The Contents of the Treatise as given by the MS. are so confused that a hint as to its essential structure may be acceptable. It propounds "a perpetual peace and settlement of Ireland, with the natural union of both kingdoms and peoples." The means for effecting this end are explained in nine chapters, together with an appendix containing eight objections, which the author answers seriatim. The first chapter puts forth six propositions, the execution of which would bring about the settlement of Ireland. The feasibility of these propositions Petty undertakes to demonstrate. The second chapter contains, in twenty postulates, the existing "state of the case reduced to terms of number, weight and measure." In the six following chapters the six propositions of chapter one are taken up in turn, and each is established—to the satisfaction of the author at least—by reference to one or more of the twenty postulates of chapter two. The ninth chapter recapitulates the whole argument. In the MS. this chapter is followed by Another View of the same Matters by the Way of a Dialogue between A and B. In fact, however, the discussion in this Dialogue refers to other matters than those discussed in the Treatise, while the following Objections refer to the Treatise exclusively. The insertion of the Dialogue between the Treatise and the Objections thus breaks the formal continuity of Petty's argument. I have accordingly treated the Dialogue as a separate essay, printing it, as Petty's Contents directs, after the Objections instead of before them.

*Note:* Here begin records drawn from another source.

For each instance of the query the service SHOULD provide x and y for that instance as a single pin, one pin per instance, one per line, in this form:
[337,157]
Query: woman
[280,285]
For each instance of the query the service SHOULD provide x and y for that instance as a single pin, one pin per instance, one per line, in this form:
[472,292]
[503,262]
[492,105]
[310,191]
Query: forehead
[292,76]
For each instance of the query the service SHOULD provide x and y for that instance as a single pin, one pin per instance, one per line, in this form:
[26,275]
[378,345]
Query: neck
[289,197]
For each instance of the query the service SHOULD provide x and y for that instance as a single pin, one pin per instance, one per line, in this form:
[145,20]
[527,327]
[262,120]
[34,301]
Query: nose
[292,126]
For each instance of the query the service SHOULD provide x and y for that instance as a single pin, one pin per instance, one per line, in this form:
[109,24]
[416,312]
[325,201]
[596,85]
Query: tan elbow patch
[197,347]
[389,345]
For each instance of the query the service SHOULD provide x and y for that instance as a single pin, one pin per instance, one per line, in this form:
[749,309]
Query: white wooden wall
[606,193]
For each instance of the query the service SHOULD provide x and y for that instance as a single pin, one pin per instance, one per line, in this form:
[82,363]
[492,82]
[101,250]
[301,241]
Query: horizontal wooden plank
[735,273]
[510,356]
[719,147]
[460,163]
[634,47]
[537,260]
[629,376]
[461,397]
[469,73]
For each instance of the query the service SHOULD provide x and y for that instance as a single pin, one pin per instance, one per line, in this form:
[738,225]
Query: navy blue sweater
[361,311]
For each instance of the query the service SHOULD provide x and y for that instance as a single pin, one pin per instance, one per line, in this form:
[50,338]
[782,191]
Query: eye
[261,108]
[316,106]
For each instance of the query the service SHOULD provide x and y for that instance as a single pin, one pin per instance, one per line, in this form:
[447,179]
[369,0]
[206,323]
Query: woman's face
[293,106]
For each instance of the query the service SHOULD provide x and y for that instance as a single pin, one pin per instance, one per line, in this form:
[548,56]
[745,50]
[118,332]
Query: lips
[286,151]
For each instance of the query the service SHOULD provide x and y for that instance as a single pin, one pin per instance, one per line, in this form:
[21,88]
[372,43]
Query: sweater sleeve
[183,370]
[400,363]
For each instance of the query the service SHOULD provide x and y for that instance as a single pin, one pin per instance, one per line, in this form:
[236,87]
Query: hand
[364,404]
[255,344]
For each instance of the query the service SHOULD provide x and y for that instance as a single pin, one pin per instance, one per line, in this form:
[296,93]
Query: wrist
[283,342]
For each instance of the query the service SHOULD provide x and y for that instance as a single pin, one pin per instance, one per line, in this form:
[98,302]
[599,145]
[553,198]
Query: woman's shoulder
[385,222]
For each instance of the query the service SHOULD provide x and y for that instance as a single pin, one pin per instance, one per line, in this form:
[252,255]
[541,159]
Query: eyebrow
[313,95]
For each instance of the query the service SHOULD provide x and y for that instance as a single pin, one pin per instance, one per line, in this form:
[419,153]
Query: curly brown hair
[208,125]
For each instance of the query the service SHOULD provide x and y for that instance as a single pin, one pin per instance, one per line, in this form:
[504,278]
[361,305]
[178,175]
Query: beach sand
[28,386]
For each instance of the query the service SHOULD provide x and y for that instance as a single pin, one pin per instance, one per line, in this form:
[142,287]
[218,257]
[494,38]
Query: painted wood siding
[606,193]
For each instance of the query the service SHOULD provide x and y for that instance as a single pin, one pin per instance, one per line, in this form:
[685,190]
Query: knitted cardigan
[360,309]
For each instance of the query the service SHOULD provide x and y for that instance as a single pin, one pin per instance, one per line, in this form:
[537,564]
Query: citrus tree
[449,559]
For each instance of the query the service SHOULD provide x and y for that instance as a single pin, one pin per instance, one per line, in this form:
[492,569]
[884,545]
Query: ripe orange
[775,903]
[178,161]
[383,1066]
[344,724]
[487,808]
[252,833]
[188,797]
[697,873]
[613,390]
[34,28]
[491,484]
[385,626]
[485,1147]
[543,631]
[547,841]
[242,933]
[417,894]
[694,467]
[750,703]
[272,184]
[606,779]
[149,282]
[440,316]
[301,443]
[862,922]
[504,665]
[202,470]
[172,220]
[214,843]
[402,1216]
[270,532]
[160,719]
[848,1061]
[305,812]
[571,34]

In May, 1865, Mr W. H. Hardinge submitted to the Royal Irish Academy an account of An unpublished Essay on Ireland by Sir William Petty[1], then in the collection of the Marquis of Lansdowne. It is evident from Mr Hardinge's quotations that the unpublished essay was, in part at least, identical with the present Treatise. Inasmuch, however, as the Lansdowne MS. had but twenty-nine "pages" (size not specified), while the Southwell copy of the Treatise, including the Dialogue, extends to seventy-seven folio leaves rather closely written upon both sides, it is improbable that the Lansdowne MS. contained all that is here printed. It is impossible, however, to be certain in respect of this matter, as Lord Edmond Fitzmaurice, Petty's descendant and biographer, kindly informs me that the MS. which Mr Hardinge saw cannot now be found.

  1. Trans. R.I.A., vol. xxiv, Antiquities, p. 371–377.